Among the fraudulent tax shelters designed, marketed, and implemented by GUERIN and her co-conspirators were “Short Sales,” “Short Options Strategy” (“SOS”), “Swaps,” and “HOMER.” The Short Sale tax shelter was marketed and sold from 1994 through 1999 to at least 290 wealthy individuals, and generated at least $2.6 billion in false and fraudulent tax losses. The SOS tax shelter was marketed and sold from 1998 through 2000 to at least 550 wealthy individuals, and generated at least $3.9 billion in false and fraudulent tax losses. The Swaps tax shelter was marketed and sold in 2001 and 2002 to at least 55 wealthy individuals, and generated more than $420 million in false and fraudulent tax losses.

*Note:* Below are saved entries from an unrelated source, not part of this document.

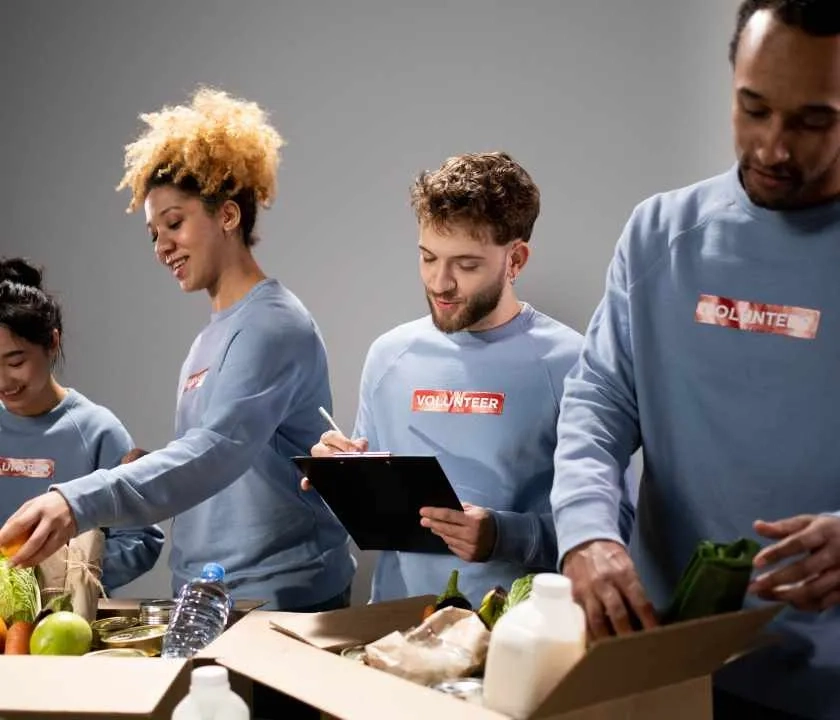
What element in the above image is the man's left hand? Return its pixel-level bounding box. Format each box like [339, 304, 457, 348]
[749, 514, 840, 612]
[419, 503, 497, 562]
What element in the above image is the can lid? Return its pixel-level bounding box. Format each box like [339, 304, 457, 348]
[102, 625, 167, 643]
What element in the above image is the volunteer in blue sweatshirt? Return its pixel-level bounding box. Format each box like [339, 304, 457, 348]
[552, 3, 840, 718]
[0, 89, 355, 611]
[308, 152, 635, 606]
[0, 258, 162, 592]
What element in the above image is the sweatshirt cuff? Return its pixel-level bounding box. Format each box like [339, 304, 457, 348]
[554, 499, 625, 571]
[51, 469, 115, 533]
[490, 510, 539, 565]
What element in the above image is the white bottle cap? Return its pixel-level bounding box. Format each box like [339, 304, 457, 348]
[532, 573, 573, 601]
[191, 665, 230, 690]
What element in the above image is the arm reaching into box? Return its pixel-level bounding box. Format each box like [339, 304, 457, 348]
[551, 218, 657, 639]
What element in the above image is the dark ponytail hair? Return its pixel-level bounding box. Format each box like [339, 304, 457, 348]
[0, 258, 63, 364]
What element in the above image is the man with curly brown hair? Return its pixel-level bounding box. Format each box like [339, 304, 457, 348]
[310, 151, 635, 606]
[0, 87, 356, 613]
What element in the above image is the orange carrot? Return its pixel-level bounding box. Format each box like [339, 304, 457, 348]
[4, 621, 34, 655]
[0, 616, 6, 653]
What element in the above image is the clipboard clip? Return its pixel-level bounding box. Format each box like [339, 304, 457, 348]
[332, 451, 393, 457]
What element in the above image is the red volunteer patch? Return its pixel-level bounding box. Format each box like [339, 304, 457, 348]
[695, 294, 820, 340]
[183, 368, 209, 394]
[411, 389, 505, 415]
[0, 456, 55, 479]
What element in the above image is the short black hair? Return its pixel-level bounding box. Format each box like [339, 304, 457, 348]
[0, 258, 64, 363]
[730, 0, 840, 65]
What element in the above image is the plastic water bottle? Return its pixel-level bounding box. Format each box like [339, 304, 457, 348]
[161, 562, 232, 659]
[171, 665, 250, 719]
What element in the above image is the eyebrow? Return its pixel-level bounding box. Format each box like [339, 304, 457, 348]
[737, 88, 839, 115]
[145, 205, 183, 231]
[2, 350, 24, 360]
[419, 245, 485, 261]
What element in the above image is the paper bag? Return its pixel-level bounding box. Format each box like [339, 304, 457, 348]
[364, 606, 490, 685]
[37, 529, 106, 623]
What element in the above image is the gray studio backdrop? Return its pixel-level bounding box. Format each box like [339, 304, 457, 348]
[0, 1, 736, 602]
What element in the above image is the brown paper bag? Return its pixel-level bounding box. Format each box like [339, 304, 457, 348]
[36, 529, 106, 623]
[364, 606, 490, 685]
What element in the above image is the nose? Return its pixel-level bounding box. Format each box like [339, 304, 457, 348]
[426, 263, 456, 296]
[755, 116, 791, 167]
[154, 232, 176, 265]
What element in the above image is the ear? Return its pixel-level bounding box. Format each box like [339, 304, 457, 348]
[220, 199, 242, 233]
[48, 329, 62, 364]
[508, 240, 530, 281]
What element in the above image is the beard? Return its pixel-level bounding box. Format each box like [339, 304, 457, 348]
[426, 272, 506, 333]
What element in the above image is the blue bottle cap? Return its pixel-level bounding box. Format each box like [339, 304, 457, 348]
[201, 562, 225, 581]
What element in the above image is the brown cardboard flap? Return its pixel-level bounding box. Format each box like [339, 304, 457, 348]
[268, 594, 436, 650]
[216, 615, 506, 720]
[541, 677, 712, 720]
[532, 604, 781, 718]
[0, 656, 189, 718]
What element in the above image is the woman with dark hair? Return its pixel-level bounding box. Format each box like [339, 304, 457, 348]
[0, 257, 163, 592]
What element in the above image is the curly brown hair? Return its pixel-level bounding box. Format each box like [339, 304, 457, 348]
[410, 152, 540, 246]
[116, 87, 285, 246]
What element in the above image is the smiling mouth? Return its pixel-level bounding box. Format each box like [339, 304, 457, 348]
[0, 387, 24, 400]
[169, 257, 189, 278]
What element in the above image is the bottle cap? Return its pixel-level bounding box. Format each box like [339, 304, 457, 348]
[201, 562, 225, 581]
[532, 573, 573, 601]
[191, 665, 230, 690]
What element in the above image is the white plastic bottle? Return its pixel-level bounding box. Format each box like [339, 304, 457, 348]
[172, 666, 250, 720]
[482, 573, 586, 719]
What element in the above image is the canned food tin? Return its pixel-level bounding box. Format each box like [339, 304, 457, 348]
[85, 647, 150, 658]
[431, 677, 484, 703]
[339, 644, 367, 663]
[139, 599, 176, 626]
[90, 616, 140, 648]
[101, 624, 167, 656]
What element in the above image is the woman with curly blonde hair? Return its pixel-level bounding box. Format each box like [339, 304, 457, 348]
[0, 88, 356, 614]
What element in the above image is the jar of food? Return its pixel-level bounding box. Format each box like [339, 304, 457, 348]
[139, 599, 176, 626]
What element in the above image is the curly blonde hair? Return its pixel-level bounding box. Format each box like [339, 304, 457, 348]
[410, 152, 540, 246]
[116, 87, 285, 245]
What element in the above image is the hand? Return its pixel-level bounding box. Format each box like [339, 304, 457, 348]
[0, 491, 78, 567]
[121, 448, 149, 464]
[749, 514, 840, 612]
[419, 503, 496, 562]
[562, 539, 658, 640]
[300, 430, 368, 490]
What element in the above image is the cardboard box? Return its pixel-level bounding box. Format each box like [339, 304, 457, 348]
[0, 598, 264, 718]
[203, 595, 781, 720]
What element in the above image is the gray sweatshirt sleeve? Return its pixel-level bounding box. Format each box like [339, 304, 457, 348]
[92, 422, 165, 591]
[56, 322, 319, 530]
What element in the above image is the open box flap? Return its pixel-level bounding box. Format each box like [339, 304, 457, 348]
[532, 603, 782, 718]
[268, 594, 436, 650]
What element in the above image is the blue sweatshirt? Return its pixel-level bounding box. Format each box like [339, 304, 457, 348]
[0, 389, 163, 592]
[551, 165, 840, 719]
[57, 280, 355, 610]
[353, 304, 634, 607]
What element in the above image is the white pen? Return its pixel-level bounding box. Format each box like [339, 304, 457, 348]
[317, 406, 390, 457]
[318, 406, 344, 435]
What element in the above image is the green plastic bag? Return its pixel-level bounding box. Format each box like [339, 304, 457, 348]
[661, 538, 761, 624]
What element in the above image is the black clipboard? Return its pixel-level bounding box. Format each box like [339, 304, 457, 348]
[292, 454, 463, 554]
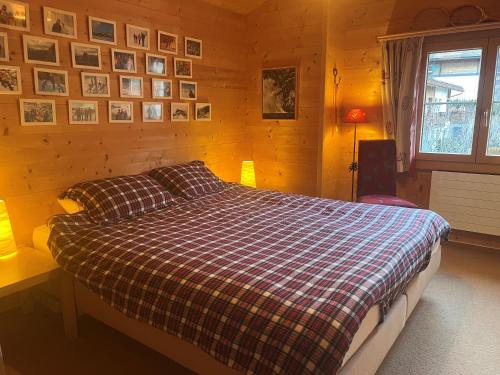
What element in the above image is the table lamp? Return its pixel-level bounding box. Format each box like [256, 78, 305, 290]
[0, 199, 17, 258]
[240, 161, 256, 188]
[344, 109, 367, 202]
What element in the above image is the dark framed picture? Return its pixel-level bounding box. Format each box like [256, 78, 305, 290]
[33, 67, 68, 96]
[126, 24, 149, 50]
[23, 35, 59, 66]
[179, 80, 197, 101]
[43, 7, 77, 39]
[171, 102, 189, 122]
[158, 31, 177, 55]
[152, 78, 172, 99]
[262, 66, 297, 120]
[71, 42, 101, 70]
[143, 102, 163, 122]
[0, 65, 21, 94]
[111, 48, 136, 73]
[119, 75, 143, 98]
[174, 57, 192, 78]
[146, 53, 166, 76]
[0, 32, 9, 61]
[88, 16, 116, 45]
[68, 100, 98, 125]
[185, 37, 202, 59]
[81, 72, 110, 97]
[19, 99, 56, 126]
[0, 0, 29, 31]
[195, 103, 211, 121]
[109, 101, 133, 123]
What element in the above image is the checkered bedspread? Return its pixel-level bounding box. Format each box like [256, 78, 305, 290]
[48, 185, 450, 374]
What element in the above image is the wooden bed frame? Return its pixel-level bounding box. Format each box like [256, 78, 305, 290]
[59, 242, 442, 375]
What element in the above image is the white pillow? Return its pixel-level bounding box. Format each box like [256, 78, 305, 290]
[57, 198, 85, 214]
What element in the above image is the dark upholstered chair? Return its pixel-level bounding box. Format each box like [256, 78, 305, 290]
[356, 140, 418, 208]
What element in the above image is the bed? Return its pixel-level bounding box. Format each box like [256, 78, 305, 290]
[39, 176, 449, 375]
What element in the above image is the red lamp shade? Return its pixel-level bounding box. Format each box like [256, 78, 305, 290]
[344, 109, 367, 123]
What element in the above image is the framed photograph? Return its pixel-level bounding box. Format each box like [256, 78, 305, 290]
[34, 68, 68, 96]
[0, 65, 21, 94]
[23, 35, 59, 66]
[126, 24, 149, 50]
[43, 7, 77, 39]
[262, 67, 297, 120]
[88, 16, 116, 45]
[158, 31, 177, 55]
[81, 72, 110, 97]
[111, 48, 136, 73]
[184, 37, 202, 59]
[71, 42, 101, 70]
[0, 32, 9, 61]
[143, 102, 163, 122]
[179, 80, 197, 101]
[174, 58, 192, 78]
[120, 75, 143, 98]
[146, 53, 166, 76]
[109, 101, 133, 123]
[0, 0, 29, 31]
[171, 102, 189, 122]
[19, 99, 56, 126]
[152, 78, 172, 99]
[68, 100, 98, 125]
[195, 103, 211, 121]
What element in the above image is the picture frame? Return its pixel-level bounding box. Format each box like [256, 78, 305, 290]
[171, 102, 189, 122]
[19, 99, 56, 126]
[179, 80, 197, 101]
[68, 100, 99, 125]
[0, 65, 21, 94]
[174, 58, 192, 79]
[81, 72, 110, 97]
[43, 7, 77, 39]
[111, 48, 136, 73]
[158, 31, 177, 55]
[262, 66, 297, 120]
[126, 24, 150, 50]
[0, 0, 29, 31]
[184, 37, 202, 59]
[33, 67, 68, 96]
[23, 35, 59, 66]
[146, 53, 167, 76]
[71, 42, 101, 70]
[0, 32, 9, 61]
[152, 78, 172, 99]
[109, 100, 133, 123]
[195, 103, 211, 121]
[143, 102, 163, 123]
[119, 75, 143, 98]
[88, 16, 116, 45]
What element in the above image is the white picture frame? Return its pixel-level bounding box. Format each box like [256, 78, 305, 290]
[19, 99, 56, 126]
[184, 36, 202, 59]
[119, 75, 143, 98]
[111, 48, 137, 73]
[0, 0, 30, 31]
[81, 72, 110, 97]
[23, 35, 59, 66]
[158, 31, 178, 55]
[126, 24, 150, 50]
[152, 78, 172, 100]
[0, 65, 21, 94]
[109, 100, 134, 124]
[143, 102, 163, 123]
[174, 57, 192, 79]
[71, 42, 102, 70]
[88, 16, 117, 45]
[195, 103, 211, 121]
[146, 53, 167, 76]
[33, 67, 69, 96]
[179, 80, 197, 101]
[68, 100, 99, 125]
[171, 102, 189, 122]
[0, 32, 9, 62]
[43, 7, 77, 39]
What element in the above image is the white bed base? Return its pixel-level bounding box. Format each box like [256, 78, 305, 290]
[59, 242, 442, 375]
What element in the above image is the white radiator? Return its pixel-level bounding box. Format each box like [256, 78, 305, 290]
[429, 171, 500, 236]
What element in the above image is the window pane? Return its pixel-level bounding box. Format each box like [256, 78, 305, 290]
[420, 49, 482, 155]
[486, 47, 500, 156]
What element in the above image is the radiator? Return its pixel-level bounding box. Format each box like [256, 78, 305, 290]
[429, 171, 500, 236]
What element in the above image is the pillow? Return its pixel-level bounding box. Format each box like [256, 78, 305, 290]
[57, 198, 85, 214]
[149, 160, 226, 199]
[60, 174, 177, 224]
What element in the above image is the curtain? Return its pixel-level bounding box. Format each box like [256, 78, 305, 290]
[381, 37, 424, 173]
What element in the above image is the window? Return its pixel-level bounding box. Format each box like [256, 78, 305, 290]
[417, 34, 500, 166]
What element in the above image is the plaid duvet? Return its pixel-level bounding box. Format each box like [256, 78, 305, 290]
[48, 185, 450, 375]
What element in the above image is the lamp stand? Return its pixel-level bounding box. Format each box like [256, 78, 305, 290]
[348, 122, 358, 202]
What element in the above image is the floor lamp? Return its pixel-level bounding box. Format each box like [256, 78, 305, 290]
[344, 109, 367, 202]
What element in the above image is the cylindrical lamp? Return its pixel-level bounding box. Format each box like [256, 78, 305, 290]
[0, 200, 17, 257]
[240, 161, 256, 188]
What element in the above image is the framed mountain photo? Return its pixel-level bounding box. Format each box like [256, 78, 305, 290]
[262, 66, 297, 120]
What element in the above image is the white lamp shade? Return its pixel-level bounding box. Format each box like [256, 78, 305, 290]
[240, 161, 256, 188]
[0, 200, 16, 256]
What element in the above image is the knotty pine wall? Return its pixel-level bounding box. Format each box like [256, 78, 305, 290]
[1, 0, 249, 245]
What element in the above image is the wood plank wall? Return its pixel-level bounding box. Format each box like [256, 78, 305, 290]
[0, 0, 249, 245]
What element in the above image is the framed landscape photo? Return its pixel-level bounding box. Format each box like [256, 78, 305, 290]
[109, 101, 133, 123]
[158, 31, 177, 55]
[81, 72, 110, 97]
[120, 75, 143, 98]
[143, 102, 163, 123]
[174, 58, 192, 78]
[146, 53, 166, 76]
[171, 102, 189, 122]
[111, 48, 136, 73]
[88, 16, 116, 45]
[23, 35, 59, 66]
[0, 0, 29, 31]
[195, 103, 211, 121]
[19, 99, 56, 126]
[43, 7, 77, 39]
[0, 32, 9, 61]
[152, 78, 172, 99]
[262, 66, 297, 120]
[34, 67, 68, 96]
[179, 80, 197, 101]
[0, 65, 21, 94]
[126, 24, 149, 50]
[68, 100, 98, 125]
[184, 37, 202, 59]
[71, 42, 101, 70]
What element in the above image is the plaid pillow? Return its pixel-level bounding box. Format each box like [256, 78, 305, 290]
[60, 174, 177, 224]
[149, 160, 226, 199]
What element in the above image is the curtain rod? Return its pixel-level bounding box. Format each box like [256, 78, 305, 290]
[378, 21, 500, 41]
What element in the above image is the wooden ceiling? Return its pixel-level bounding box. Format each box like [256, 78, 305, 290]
[201, 0, 268, 14]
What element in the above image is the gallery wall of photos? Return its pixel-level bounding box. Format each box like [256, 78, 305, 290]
[0, 0, 213, 126]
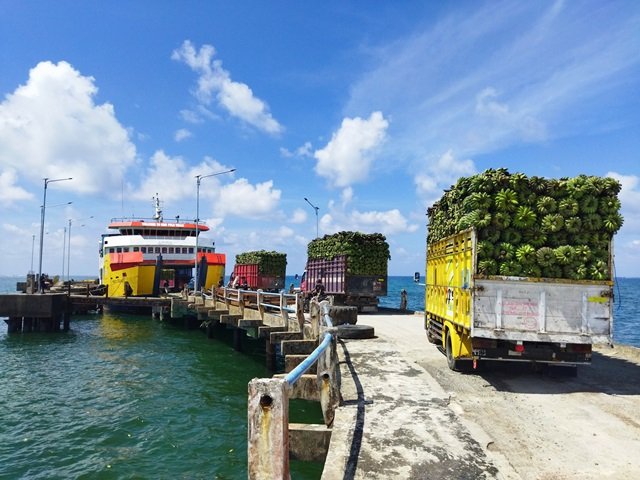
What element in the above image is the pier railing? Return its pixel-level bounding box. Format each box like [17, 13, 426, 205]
[181, 287, 305, 335]
[247, 301, 339, 479]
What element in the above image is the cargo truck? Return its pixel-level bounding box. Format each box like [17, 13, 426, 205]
[231, 251, 286, 292]
[301, 231, 389, 312]
[424, 228, 613, 372]
[301, 255, 387, 311]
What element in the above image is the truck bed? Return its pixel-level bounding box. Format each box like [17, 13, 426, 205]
[472, 277, 612, 344]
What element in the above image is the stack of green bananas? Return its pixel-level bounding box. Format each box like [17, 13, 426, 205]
[236, 250, 287, 276]
[307, 231, 390, 276]
[427, 169, 623, 280]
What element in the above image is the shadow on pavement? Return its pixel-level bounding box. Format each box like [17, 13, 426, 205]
[469, 351, 640, 395]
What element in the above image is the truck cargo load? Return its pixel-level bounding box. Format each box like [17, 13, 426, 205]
[232, 250, 286, 292]
[424, 169, 622, 372]
[302, 231, 389, 311]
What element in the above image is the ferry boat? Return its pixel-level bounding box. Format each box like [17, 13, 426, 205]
[99, 196, 225, 297]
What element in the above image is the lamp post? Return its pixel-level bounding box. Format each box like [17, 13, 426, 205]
[304, 197, 320, 238]
[62, 226, 67, 281]
[67, 216, 93, 282]
[194, 168, 235, 292]
[38, 177, 73, 293]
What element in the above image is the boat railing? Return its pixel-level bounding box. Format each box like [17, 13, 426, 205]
[109, 216, 198, 224]
[247, 301, 339, 479]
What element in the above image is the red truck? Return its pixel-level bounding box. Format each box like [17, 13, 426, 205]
[230, 251, 286, 292]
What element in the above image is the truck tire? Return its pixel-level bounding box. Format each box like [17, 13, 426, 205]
[336, 324, 375, 339]
[328, 305, 358, 325]
[445, 331, 459, 371]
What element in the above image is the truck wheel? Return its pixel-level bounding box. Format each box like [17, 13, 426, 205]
[445, 331, 457, 370]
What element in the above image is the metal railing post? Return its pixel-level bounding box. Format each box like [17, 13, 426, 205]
[248, 377, 290, 480]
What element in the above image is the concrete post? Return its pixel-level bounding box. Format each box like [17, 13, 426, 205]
[248, 378, 290, 480]
[295, 293, 305, 333]
[317, 329, 340, 427]
[257, 290, 265, 321]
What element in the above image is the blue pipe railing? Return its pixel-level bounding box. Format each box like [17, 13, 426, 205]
[284, 303, 333, 385]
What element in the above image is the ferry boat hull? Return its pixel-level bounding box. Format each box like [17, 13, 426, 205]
[103, 252, 225, 297]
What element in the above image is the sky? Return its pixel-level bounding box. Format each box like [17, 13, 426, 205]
[1, 0, 639, 279]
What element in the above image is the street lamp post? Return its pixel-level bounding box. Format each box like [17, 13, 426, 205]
[38, 177, 72, 293]
[62, 226, 67, 281]
[304, 197, 320, 238]
[194, 168, 235, 292]
[67, 216, 93, 282]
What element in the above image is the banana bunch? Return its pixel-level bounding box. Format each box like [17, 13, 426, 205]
[236, 250, 287, 276]
[307, 231, 390, 276]
[427, 169, 623, 280]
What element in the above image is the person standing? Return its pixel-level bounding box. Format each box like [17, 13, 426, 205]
[400, 289, 408, 312]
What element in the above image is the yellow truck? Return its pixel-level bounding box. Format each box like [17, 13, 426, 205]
[425, 229, 613, 373]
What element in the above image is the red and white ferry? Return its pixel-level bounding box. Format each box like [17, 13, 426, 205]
[99, 196, 225, 297]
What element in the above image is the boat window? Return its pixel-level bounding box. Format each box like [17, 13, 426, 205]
[189, 247, 194, 254]
[133, 247, 139, 252]
[109, 248, 114, 253]
[134, 229, 142, 235]
[155, 247, 161, 254]
[162, 247, 167, 254]
[116, 247, 122, 253]
[168, 247, 174, 254]
[141, 247, 146, 253]
[123, 247, 130, 252]
[182, 247, 188, 254]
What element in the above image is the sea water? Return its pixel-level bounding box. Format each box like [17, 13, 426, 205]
[0, 277, 323, 479]
[0, 275, 638, 478]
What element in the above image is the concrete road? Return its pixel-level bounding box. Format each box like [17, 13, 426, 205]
[337, 311, 640, 480]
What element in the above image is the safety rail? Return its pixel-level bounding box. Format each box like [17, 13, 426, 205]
[247, 301, 340, 479]
[185, 287, 305, 334]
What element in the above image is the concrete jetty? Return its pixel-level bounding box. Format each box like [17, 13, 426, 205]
[322, 311, 506, 479]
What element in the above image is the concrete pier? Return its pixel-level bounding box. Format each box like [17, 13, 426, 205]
[0, 293, 69, 332]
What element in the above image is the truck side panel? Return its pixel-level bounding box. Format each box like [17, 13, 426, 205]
[306, 257, 346, 294]
[232, 264, 284, 291]
[425, 229, 474, 331]
[473, 278, 612, 344]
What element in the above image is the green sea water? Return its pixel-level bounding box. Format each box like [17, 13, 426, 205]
[0, 312, 324, 479]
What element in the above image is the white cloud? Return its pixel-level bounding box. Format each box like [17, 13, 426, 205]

In return for receiving a fee from tax shelter clients based on a percentage of their purported tax losses – usually 5% for ordinary losses and 4% for capital losses – GUERIN and others at J&G assisted clients in implementing all of the stages of the fraudulent tax shelters, including setting up bank accounts and entities such as corporations and partnerships. GUERIN and others at J&G also provided the tax shelter clients a “more likely than not” legal opinion from J&G.

In addition to her involvement in the marketing and implementation of the fraudulent tax shelters, GUERIN also took part in the illegal back-dating of certain tax shelter transactions when attorneys at Jenkens & Gilchrist realized, after the close of certain tax years, that certain steps of the tax shelter transaction had been done improperly. GUERIN and others helped create documents after the close of the tax year and back-dated them using “as of” dates --- effectively treating the documents as if they had been signed prior to the close of the tax year, in violation of tax accounting rules.

GUERIN was paid in excess of $17 million from 1998 to 2002 as a result of her involvement in the tax shelter conspiracy.

In addition to her prison term, GUERIN, 52, of Scottsdale, Arizona, was sentenced to three years of supervised release and ordered to pay restitution in the amount of $190 million.

GUERIN and co-defendants Paul Daugerdas, Denis Field, and David Parse were convicted of various tax fraud charges in May 2011 after an 11-week jury trial trial. GUERIN, Daugerdas, and Field were granted a new trial as a result of certain juror misconduct. David Parse is scheduled to be sentenced on March 22, 2013. The retrial of Daugerdas and Field is scheduled to begin on September 9, 2013. The charges against these two defendants are merely accusations, and they are presumed innocent unless and until proven guilty.

Former J&G partner Erwin Mayer pled guilty to related charges of conspiracy and personal tax evasion in October 2010. Former BDO Seidman Vice Chairman and board member Charles W. Bee, Jr., pled guilty in June 2009 to related charges of conspiracy to defraud the Internal Revenue Service (“IRS”), tax evasion, and perjury. Michael Kerekes, another principal of BDO Seidman and also a former member of BDO's TSG and Tax Opinion Committee, pled guilty in February 2009 to related conspiracy and tax evasion charges. Adrian Dicker, a former Vice Chairman of BDO Seidman and TSG member, pled guilty in March 2009 to related conspiracy and tax evasion charges. BDO partner Robert Greisman pled guilty in July 2009 to related conspiracy, tax evasion, and IRS obstruction charges. BDO partner Mark Bloom pled guilty in July 2009 to a related IRS obstruction charge.

Mr. Bharara thanked the IRS and the Tax Division of the Department of Justice for their work on this case.

This case is being prosecuted by the Office’s Complex Frauds Unit. Assistant U.S. Attorneys Stanley J. Okula, Jr., and Jason P. Hernandez, and DOJ Tax Division Assistant Chief Nanette L. Davis, are in charge of the prosecution.